09/05/2022
In this blog we document how LexisNexis® ThreatMetrix® works as a live deployment platform for advanced machine learning models, delivering easy implementation and high performance.
What makes our job challenging is also what makes it so interesting. Fraud is a constantly evolving world and so we too must always be evolving and adapting to the ever-more complex and inventive techniques fraudsters dream up to scam unfortunate individuals out of their hard-earned cash. Strong signals from session profiling tools, combined with a traditional scoring engine already do a good job at detecting 3rd party frauds and so defences against that particular attack type has dramatically improved in recent years for all industries.
But, in the fraud world, no sooner is one weakness addressed, fraudsters will find a new modus operandi, and you’re back to square one. What is more, each evolution tends to be progressively harder to tackle from a data perspective.
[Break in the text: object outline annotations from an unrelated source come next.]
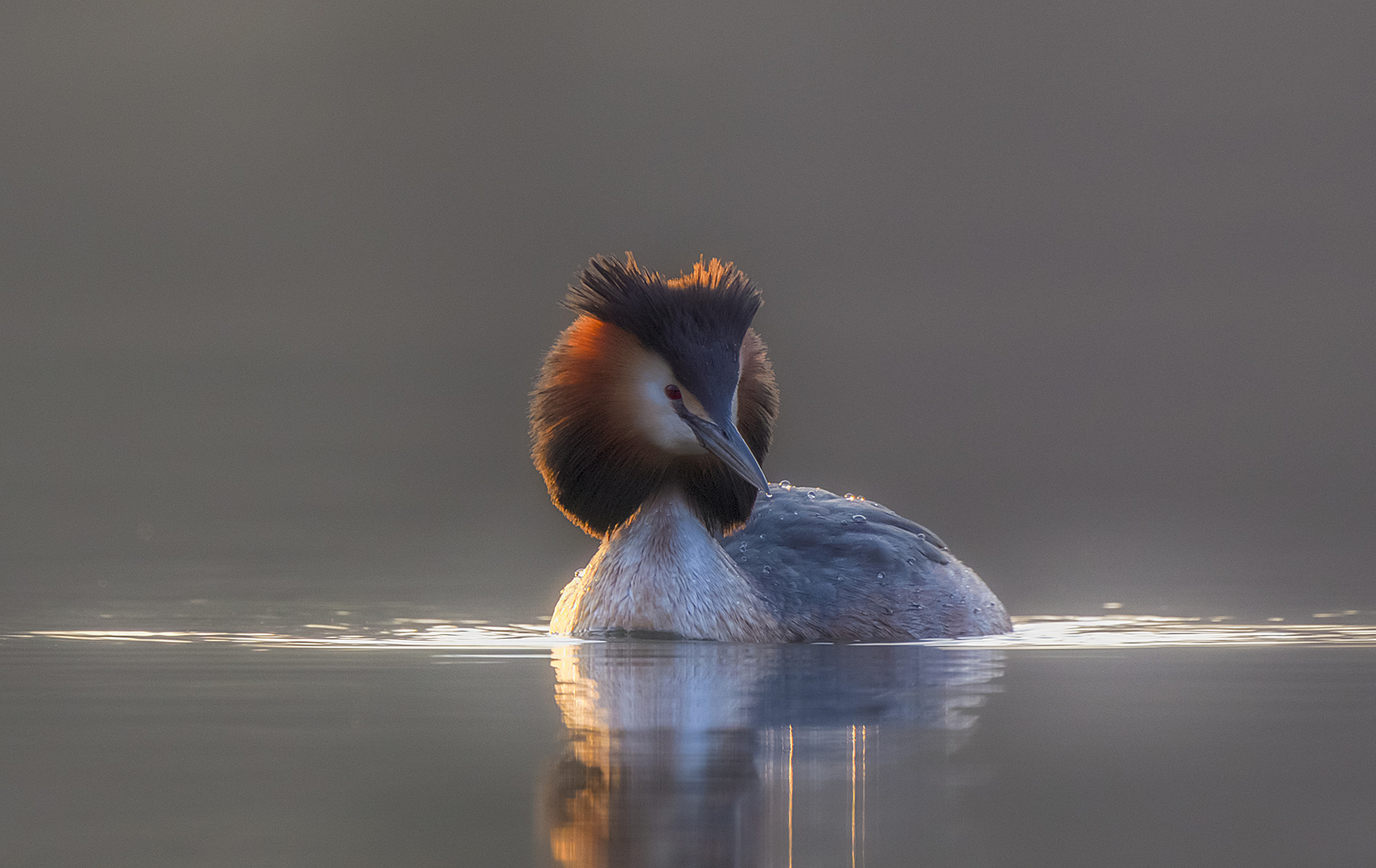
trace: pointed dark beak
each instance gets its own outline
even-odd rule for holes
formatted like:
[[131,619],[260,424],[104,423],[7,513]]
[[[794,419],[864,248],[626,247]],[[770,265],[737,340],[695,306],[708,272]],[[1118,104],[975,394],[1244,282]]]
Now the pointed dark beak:
[[765,479],[765,472],[760,469],[760,462],[755,461],[754,454],[746,446],[744,439],[742,439],[735,425],[731,422],[718,424],[688,411],[684,411],[681,415],[688,422],[688,426],[692,428],[692,432],[698,436],[698,443],[702,443],[703,448],[727,462],[728,468],[739,473],[742,479],[755,488],[769,491],[769,480]]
Scams are a great example. Most of the time, the fraudulent transactions are conducted by the victim themselves, from their own device – thus making it much harder to spot. After all, how can you tell if the individual is acting with free will, or under duress? The fraudulent signals are often far more subtle than for traditional 3rd party frauds, hence the challenge posed for fraud prevention specialists such as our Professional Services Team.
Linear scorecards, such as ThreatMetrix default scoring policy, have a strong track record at effectively detecting frauds while also being easy to use and 100% ‘clearbox’ – meaning decisions are transparent and explainable. However, they come with some limitations. For one, they are based on binary features (also referred as “rules”) which need to be manually designed using the continuous variables – i.e. things that can be used to predict potential fraudulent activity, such as how many times in an hour a user logs in, or whether a new account beneficiary has been created in the past few minutes. Although rules can be combined, most of them require to be independently checked, weighted, and summed in sequence (hence the linear term) which is not always appropriate for some complex fraud scenarios.
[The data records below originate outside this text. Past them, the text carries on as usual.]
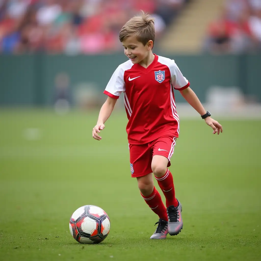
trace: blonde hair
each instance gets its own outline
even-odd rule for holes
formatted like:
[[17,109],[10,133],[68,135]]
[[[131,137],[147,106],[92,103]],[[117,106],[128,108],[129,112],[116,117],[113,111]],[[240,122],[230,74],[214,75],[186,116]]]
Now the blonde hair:
[[120,32],[119,38],[121,42],[129,36],[135,36],[145,46],[150,40],[154,43],[155,39],[155,19],[141,11],[139,16],[131,18],[125,24]]

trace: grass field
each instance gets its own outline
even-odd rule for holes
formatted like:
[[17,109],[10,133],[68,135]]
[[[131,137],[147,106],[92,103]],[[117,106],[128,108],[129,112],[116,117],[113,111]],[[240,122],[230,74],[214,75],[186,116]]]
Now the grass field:
[[[218,136],[181,119],[170,169],[184,227],[153,241],[157,217],[131,177],[127,117],[114,113],[98,141],[97,113],[0,111],[0,260],[261,260],[261,121],[216,119]],[[110,219],[99,245],[70,233],[88,204]]]

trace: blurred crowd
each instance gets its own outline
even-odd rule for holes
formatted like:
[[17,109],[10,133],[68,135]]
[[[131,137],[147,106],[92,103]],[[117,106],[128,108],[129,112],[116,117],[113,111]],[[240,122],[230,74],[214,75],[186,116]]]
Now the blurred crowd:
[[261,0],[227,0],[209,25],[205,50],[216,53],[261,51]]
[[68,55],[122,48],[121,27],[141,9],[160,35],[186,0],[0,0],[0,52]]

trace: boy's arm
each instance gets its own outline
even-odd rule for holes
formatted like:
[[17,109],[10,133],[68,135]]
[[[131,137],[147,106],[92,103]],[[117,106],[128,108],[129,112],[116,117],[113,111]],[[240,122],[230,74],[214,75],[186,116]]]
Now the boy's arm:
[[98,133],[100,132],[100,130],[103,130],[105,127],[104,123],[110,116],[117,99],[108,96],[102,106],[97,124],[92,129],[92,137],[96,140],[100,140],[102,139],[102,137]]
[[[180,93],[187,102],[200,115],[204,115],[206,113],[206,111],[197,96],[189,87],[181,91]],[[217,132],[218,135],[221,131],[221,132],[223,132],[222,126],[216,121],[215,121],[209,116],[207,117],[204,119],[206,123],[213,129],[213,134]]]

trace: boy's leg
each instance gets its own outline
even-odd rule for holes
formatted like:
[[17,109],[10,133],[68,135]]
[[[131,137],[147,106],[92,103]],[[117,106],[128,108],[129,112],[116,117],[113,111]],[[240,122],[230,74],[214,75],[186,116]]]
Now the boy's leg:
[[141,196],[159,218],[156,223],[158,224],[157,229],[151,238],[165,238],[168,233],[168,215],[160,195],[154,186],[151,168],[151,149],[147,144],[129,144],[129,148],[132,176],[137,178]]
[[168,215],[160,194],[154,186],[152,173],[137,178],[141,197],[160,218],[167,221]]
[[176,207],[178,205],[175,196],[175,189],[173,177],[167,168],[169,160],[164,156],[153,156],[151,167],[155,178],[166,198],[167,207],[170,206]]
[[179,234],[183,227],[181,216],[182,207],[176,198],[173,177],[167,167],[176,144],[175,137],[164,136],[154,141],[151,168],[158,184],[166,199],[170,235]]
[[155,224],[157,224],[158,226],[150,237],[151,239],[164,239],[168,233],[168,215],[161,195],[154,186],[152,173],[137,177],[137,179],[141,196],[151,210],[159,218],[159,221]]

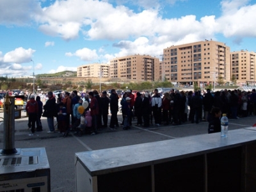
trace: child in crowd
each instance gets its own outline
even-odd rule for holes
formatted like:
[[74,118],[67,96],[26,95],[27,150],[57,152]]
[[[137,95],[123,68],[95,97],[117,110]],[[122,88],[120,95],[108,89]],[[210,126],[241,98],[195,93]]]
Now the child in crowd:
[[65,123],[65,116],[67,115],[67,110],[64,107],[64,104],[62,102],[58,103],[59,108],[58,110],[58,129],[60,132],[65,135],[66,132],[66,123]]
[[90,110],[84,111],[81,116],[80,124],[78,128],[78,136],[81,136],[83,133],[90,133],[92,126],[92,117]]
[[212,108],[210,116],[211,117],[209,117],[208,133],[220,132],[221,129],[220,123],[221,111],[220,108],[218,107]]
Machine learning, on the other hand, is a method of data analysis that automates the model building process, thereby doing away with the need for a linear set of rules. In contrast to scorecards, it automatically consumes all the available continuous variables simultaneously and can capture subtle interactions between these fraud predictors. A classic example of a Machine learning algorithm is a decision tree. By feeding continuous variables and fraud data into the tree, the algorithm determines the best combination of predictors to most effectively authenticate the user and screen for potential fraudulent behaviour, without adding delays to the process.
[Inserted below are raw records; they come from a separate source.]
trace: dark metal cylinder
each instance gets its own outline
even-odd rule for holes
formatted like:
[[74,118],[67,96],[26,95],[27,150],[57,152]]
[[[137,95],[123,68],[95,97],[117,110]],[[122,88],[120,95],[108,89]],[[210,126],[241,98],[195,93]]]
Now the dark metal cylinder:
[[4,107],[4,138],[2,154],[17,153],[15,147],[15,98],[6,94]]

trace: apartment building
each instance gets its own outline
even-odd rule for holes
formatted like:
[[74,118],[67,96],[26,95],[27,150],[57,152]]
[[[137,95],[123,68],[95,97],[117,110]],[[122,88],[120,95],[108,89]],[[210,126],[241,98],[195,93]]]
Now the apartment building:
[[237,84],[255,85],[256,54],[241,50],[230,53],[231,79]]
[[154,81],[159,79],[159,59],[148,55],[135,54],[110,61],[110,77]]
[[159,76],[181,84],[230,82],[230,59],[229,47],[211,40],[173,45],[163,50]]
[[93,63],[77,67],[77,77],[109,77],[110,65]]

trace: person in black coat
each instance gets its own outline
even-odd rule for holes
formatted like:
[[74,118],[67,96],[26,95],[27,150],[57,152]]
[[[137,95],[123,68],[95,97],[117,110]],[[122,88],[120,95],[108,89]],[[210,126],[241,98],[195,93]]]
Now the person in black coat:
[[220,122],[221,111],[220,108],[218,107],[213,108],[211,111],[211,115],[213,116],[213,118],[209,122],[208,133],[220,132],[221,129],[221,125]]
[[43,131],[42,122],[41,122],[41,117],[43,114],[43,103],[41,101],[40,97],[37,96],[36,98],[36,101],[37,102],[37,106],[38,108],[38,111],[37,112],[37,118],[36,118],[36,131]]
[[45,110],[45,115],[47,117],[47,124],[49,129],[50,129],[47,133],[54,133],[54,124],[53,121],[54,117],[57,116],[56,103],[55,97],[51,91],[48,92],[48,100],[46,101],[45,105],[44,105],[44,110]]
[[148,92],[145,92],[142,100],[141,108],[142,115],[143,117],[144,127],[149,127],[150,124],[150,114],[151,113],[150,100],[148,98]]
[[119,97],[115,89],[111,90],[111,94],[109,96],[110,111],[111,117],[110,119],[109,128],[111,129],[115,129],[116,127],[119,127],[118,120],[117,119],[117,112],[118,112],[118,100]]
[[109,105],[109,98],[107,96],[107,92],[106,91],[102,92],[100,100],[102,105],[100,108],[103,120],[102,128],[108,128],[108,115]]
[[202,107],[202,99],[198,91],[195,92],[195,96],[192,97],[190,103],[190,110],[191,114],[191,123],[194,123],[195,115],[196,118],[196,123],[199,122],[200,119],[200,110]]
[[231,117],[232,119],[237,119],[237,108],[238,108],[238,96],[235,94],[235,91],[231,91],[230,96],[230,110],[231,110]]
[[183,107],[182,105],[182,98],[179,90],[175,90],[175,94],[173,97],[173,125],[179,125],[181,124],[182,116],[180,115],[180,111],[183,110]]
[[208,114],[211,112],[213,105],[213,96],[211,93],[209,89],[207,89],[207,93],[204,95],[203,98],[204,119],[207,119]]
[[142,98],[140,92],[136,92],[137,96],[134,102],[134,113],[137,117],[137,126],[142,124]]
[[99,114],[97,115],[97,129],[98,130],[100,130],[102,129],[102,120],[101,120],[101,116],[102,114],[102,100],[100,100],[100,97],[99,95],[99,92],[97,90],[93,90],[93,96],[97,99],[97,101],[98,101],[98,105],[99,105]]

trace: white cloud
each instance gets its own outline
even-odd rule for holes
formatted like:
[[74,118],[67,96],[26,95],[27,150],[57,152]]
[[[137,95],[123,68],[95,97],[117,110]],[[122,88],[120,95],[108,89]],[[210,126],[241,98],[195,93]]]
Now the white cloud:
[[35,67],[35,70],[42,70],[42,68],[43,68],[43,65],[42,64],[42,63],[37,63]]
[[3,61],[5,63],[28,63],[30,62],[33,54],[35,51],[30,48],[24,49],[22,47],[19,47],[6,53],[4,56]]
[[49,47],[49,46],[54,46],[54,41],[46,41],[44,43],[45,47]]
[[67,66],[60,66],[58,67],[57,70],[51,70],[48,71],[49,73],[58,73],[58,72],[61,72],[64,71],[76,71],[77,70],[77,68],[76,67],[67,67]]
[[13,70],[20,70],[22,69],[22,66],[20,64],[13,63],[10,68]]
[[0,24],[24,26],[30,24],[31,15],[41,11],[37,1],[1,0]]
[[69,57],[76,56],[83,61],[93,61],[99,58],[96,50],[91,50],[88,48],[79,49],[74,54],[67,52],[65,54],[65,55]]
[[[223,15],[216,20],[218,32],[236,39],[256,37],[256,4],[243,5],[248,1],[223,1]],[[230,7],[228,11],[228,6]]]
Although these more advanced techniques can be matched in performance by standard scorecards in the case of some traditional frauds, they are for the most part, far more effective at detecting subtle fraud risk scenarios, such as scams where the genuine user is being manipulated to carry out the transaction themselves.
ThreatMetrix Dynamic Decision Platform (DDP) is designed for flexibility and supports most types of machine learning algorithm. Armed with this powerful tool, our Data scientists have been able to build high-performing models to prevent scams for our banking and financial services customers.
In a recent example, we developed a scam detection model to help a tier-one UK bank tackle authorised push payment (APP) fraud, a major challenge for them since 2021. We elected to use a forest of boosted trees, an ensemble of decision trees built leveraging machine learning. The expertise of our data scientists, along with strong domain knowledge, a long-term customer relationship and an excellent understanding of their challenges, paved the way to a collaborative model-building process, highly performing and tailored to the business’ needs. Working with the client, we focussed on:
Using these best practices, the model was built and deployed in under one month and achieved top performance in production for this Tier 1 UK Bank client. ThreatMetrix alerted on ~50% of scams, at a cost of one alert every 3500 online banking payments, representing 0.03% of their daily traffic. In comparison, a traditional scorecard would capture three times fewer scams for a similar number of alerts.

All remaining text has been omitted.